Profiling a City through Regional Sources: A Study of the Khatapatras (sale deeds) of Medieval Ahmadabad

Vol-2 | Issue-12 | December 2017 | Published Online: 31 December 2017    PDF ( 205 KB )
Author(s)
Dr Rakesh Kumar 1

1Associate Professor, Department of History, Ram Lal Anand College (University of Delhi)

Abstract

Traditionally, urban studies related to medieval Indian cities have relied heavily on Persian sources wherein features, now identified as ‘urban’ were taken for granted. Therefore such urban studies remained inadequate in its analysis of the urban dynamics of medieval Indian cities. It is only in the last four or five decades that urban historians have attempted to go beyond and use a combination of Persian, European (including both official documents and travelogues) and regional sources to bring out the dynamics of the processes of urbanisation in medieval Indian cities. Ahmadabad was one of the leading metropolitan cities of Mughal India. Apart from being a manufacturing center of enormous proportions, it was also the provincial headquarter of Gujarat province (subah) of the Mughals.

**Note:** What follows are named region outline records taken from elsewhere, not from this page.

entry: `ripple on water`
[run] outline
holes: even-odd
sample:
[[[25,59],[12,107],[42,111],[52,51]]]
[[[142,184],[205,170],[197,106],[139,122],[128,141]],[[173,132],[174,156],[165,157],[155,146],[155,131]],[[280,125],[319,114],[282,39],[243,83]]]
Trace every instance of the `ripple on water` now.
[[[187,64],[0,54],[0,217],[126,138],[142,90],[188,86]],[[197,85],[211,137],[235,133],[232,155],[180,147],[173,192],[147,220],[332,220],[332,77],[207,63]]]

This added to the multi-functionality of the city and also accounted for its survival in the midst of 18thcentury political crisis. The economic buoyancy of the city in the 17th century has been highlighted in several contemporary sources. The Khatapatras (sale deeds), dealing with sale-purchase of houses, shops and land in the streets and suburbs of Ahmadabad pertaining to the period 16th -18th centuries, provides us important information related to political, social and economic condition of the city and its suburbs. Based on an analysis of some of these khatapatras (published and unpublished), the present study is an attempt to sketch the political, social, economic and cultural profile of the city during the 17th and 18th centuries.

Keywords
khatapatra, Urban Geography, suburbs.